Quelles sont les incidences de la LDNUDPA?
1. Aucun changement à court terme
Un des principaux points qui ressort du débat sur le projet de loi est que le gouvernement n’a pas l’intention de faire en sorte que la LDNUDPA donne valeur en droit à la Déclaration des Nations Unies sur les droits des peuples autochtones (la « Déclaration ») ni de créer de nouveaux droits qui s’ajouteraient à ceux qui sont actuellement reconnus à l’article 35 de notre constitution[1]. Aux dires du député de l’Assemblée législative Michael de Jong[2], le ministre des Relations avec les Autochtones et de la Réconciliation est revenu sur ce point près de 20 fois au cours du débat. Cela confirme qu’à bien des égards, la LDNUDPA n’entraîne aucune modification immédiate du droit des Autochtones en Colombie-Britannique.
Par exemple, le ministre a souligné que les tribunaux ne devaient pas utiliser la LDNUDPA pour annuler des lois existantes de la Colombie-Britannique et que le gouvernement n’a pas l’intention de modifier la façon dont il prépare et présente des lois d’application générale. De plus, la LDNUDPA ne devrait pas non plus modifier la façon dont la province consulte les Premières Nations, ni la manière dont les décisions opérationnelles sont prises. L’extrait suivant du débat sur le projet de loi illustre les intentions du gouvernement à court terme[3] :
M. de Jong : […] Je suis éleveur dans la vallée de Nicola, mon permis de pâturage de trois ans expirera l’an prochain. Je dois faire une demande de renouvellement, car ce permis est indispensable pour mes activités. Je ne peux pas faire fonctionner le ranch sans permis de pâturage, mais ma propriété est située sur les territoires ancestraux de certaines Premières Nations.
Je crains que ce qui est déjà devenu un processus assez long pour obtenir ce droit de pâturage ne s’allonge encore. Je ne sais pas trop comment le gouvernement, dans le contexte de l’après-projet de loi 41, va appliquer des articles comme l’article 32 et modifier le processus qu’il suit pour remplir l’obligation de consultation de la Couronne et pour obtenir le consentement libre, préalable et éclairé qui, apparemment, servira aussi à orienter ces délibérations.
Que peut dire le ministre aujourd’hui à cet éleveur qui a des inquiétudes à cet égard?
Hon. S. Fraser : La législation n’entraînera aucun changement immédiat. La loi elle-même ne prévoit aucune modification à la façon dont la province consulte les Premières Nations ni à la façon dont les décisions opérationnelles sont prises. Nous nous concentrerons sur le processus stratégique de niveau supérieur auquel j’ai fait allusion par opposition aux processus d’octroi de permis individuels. C’est ce qui est prévu.

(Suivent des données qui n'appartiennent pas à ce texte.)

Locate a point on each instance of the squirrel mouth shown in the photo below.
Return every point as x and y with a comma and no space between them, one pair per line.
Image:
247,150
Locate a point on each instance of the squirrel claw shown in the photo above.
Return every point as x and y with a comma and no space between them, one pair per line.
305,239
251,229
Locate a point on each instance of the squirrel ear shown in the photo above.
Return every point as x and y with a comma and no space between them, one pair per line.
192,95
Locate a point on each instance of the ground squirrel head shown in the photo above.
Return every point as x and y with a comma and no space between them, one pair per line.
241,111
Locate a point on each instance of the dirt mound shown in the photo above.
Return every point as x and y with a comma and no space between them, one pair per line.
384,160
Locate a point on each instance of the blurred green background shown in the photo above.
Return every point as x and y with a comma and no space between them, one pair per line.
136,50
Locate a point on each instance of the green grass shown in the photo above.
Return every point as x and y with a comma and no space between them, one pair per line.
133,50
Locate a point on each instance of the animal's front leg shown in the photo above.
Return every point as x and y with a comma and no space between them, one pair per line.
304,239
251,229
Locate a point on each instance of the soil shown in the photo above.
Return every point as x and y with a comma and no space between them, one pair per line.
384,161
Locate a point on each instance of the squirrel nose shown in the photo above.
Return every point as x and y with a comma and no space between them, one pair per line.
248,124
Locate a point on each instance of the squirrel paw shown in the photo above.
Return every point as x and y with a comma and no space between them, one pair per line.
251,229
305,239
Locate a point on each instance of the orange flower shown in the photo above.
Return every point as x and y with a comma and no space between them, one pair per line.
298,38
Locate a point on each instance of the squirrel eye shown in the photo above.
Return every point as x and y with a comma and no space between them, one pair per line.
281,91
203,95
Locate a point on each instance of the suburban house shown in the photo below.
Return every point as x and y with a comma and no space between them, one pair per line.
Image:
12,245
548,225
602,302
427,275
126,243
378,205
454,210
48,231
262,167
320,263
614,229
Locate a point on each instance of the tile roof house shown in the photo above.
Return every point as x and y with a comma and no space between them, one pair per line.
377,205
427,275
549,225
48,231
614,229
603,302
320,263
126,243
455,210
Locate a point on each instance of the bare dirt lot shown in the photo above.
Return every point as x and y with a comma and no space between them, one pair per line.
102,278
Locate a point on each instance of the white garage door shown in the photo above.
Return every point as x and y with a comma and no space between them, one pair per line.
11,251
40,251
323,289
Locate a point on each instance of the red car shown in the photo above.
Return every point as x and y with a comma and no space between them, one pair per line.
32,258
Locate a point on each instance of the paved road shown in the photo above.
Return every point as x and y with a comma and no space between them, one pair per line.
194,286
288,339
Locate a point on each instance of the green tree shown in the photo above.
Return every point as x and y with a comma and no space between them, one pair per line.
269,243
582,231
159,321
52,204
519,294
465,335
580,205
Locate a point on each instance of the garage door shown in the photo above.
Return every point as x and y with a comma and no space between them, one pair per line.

2. Un plan d’action et des ententes en matière de prise de décisions sont prévus à moyen terme
L’article 4 de la LDNUDPA stipule que le gouvernement doit préparer et mettre en œuvre un plan d’action pour atteindre les objectifs de la Déclaration. La LDNUDPA ne prévoit pas d’échéancier fixe à cet égard, mais, dans le cadre du débat, le gouvernement a indiqué qu’il ne prévoit pas déposer un premier plan d’action avant plusieurs mois. Au sujet de ce plan d’action, le ministre a toutefois précisé « nous parlons de mois et non d’années »[4].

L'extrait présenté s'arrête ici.